The widening of the Panama Canal will allow ever-larger container ships from Asia to reach the East Coast, and officials with the port of Baltimore want to be able to cash in. To do that, CSX must be able to double-stack 40-foot-long steel cargo containers on rail cars headed to the Midwest, but Baltimore's antiquated Howard Street Tunnel isn't big enough to accommodate such traffic.
That's the background for a plan to build a $150 million transfer station south of the tunnel that would allow containers brought from the port either by rail or truck to be lifted and stacked two-high by huge magnetic cranes. The site must be rectangular, at least 70 acres, and have highway access. Four locations are being considered
Although the outcome for Elkridge is far from clear, the Greater Elkridge Community Association's campaign to rally both the community and elected officials to their side could serve as a model for what an organized group of residents can do in two months, even against big corporate money and politically powerful opponents.
"I just know if enough people get together, you can move some of these things," said Howard Johnson, the association's president. "This is just wrong" from the community's perspective, he said, because of the potential for 24-hour-a-day noise, lights, idling diesel engines and hundreds of big trucks rumbling between Route 100 and the site.
Johnson said he quickly reached out to people beyond his group who live near the proposed site, along the main Camden rail line at Hanover and Race roads, once he heard about the project from Howard County Councilwoman Courtney Watson, an Ellicott City Democrat who works closely with his group.
Other potential sites include one next to the tracks north of Montevideo Road, also in Howard; one next to a state prison in Jessup, Anne Arundel County; and one between a business park and federally owned Department of Agriculture land in Beltsville, in Prince George's County. Watson quickly got county planners to determine that there are 365 homes sit within a quarter-mile of the Elkridge site, compared with 21 near the other Howard site and none near the Arundel site.

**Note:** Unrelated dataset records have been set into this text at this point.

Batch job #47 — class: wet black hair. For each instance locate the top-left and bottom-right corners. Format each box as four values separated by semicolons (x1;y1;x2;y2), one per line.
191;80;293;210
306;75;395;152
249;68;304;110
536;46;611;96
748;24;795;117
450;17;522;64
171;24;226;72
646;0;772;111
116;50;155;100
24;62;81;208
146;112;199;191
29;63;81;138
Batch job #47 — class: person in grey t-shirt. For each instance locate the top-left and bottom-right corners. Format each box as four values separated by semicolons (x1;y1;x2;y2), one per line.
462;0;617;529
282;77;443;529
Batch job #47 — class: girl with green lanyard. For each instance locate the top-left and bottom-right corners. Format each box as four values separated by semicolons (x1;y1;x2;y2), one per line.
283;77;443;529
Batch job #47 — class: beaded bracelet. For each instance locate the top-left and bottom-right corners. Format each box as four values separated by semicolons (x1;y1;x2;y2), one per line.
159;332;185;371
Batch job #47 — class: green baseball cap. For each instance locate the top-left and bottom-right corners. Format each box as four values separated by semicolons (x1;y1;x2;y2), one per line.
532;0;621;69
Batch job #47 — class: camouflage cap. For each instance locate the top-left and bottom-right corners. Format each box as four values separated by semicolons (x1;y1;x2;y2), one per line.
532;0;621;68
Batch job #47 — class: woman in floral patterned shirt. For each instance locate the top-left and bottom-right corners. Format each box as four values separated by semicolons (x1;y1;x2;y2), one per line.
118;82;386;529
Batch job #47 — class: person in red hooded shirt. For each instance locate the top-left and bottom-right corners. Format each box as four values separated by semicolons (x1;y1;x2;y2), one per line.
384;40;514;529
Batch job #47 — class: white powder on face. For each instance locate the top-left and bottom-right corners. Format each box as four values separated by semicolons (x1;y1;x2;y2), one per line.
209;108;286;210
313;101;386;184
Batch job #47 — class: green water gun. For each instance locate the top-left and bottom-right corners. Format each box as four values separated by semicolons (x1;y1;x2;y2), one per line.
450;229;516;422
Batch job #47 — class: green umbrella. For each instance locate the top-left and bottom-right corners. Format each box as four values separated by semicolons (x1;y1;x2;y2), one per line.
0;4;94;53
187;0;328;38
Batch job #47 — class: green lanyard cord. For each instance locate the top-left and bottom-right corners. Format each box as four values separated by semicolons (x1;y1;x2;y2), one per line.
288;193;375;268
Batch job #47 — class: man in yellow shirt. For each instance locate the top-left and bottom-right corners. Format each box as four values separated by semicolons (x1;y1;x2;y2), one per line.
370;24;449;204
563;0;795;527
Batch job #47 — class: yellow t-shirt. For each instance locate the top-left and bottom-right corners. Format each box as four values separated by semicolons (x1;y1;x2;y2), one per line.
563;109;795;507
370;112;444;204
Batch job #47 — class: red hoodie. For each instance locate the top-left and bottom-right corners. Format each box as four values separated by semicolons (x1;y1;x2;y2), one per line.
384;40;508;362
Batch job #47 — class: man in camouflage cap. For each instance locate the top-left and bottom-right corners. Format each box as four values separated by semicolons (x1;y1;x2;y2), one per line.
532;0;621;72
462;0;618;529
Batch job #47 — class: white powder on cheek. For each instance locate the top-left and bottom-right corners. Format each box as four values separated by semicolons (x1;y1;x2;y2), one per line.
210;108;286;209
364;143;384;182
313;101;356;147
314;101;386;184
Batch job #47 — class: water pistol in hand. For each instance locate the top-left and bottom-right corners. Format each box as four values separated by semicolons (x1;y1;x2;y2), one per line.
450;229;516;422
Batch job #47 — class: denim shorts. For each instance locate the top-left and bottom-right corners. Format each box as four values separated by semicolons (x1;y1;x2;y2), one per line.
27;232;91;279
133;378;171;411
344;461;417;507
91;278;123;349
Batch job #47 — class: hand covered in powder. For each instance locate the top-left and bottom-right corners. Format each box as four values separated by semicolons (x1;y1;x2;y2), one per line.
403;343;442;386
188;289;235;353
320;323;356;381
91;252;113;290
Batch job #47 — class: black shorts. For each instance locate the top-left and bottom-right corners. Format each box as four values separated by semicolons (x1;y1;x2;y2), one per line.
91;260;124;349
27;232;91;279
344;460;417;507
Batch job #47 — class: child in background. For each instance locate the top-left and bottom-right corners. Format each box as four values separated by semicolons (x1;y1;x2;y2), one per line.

A number of townhouses are near the Beltsville site, but Elkridge's reaction has by far been the largest and the loudest.
Johnson quickly arranged for someone to testify at a school board meeting on the facility's implications for plans to build a new elementary school on nearby Coca Cola Drive, and set up a committee of about a dozen people who did research, even traveling to Pennsylvania to record noise levels and video of a similar facility. Others created a Facebook page on the project, created protest signs and T-shirts, and sent out mass email to rally residents and local politicians for several well-attended community meetings. The school board has put off any decision on a badly needed new building until at least June, when the CSX list of sites might drop from four to two, state officials said.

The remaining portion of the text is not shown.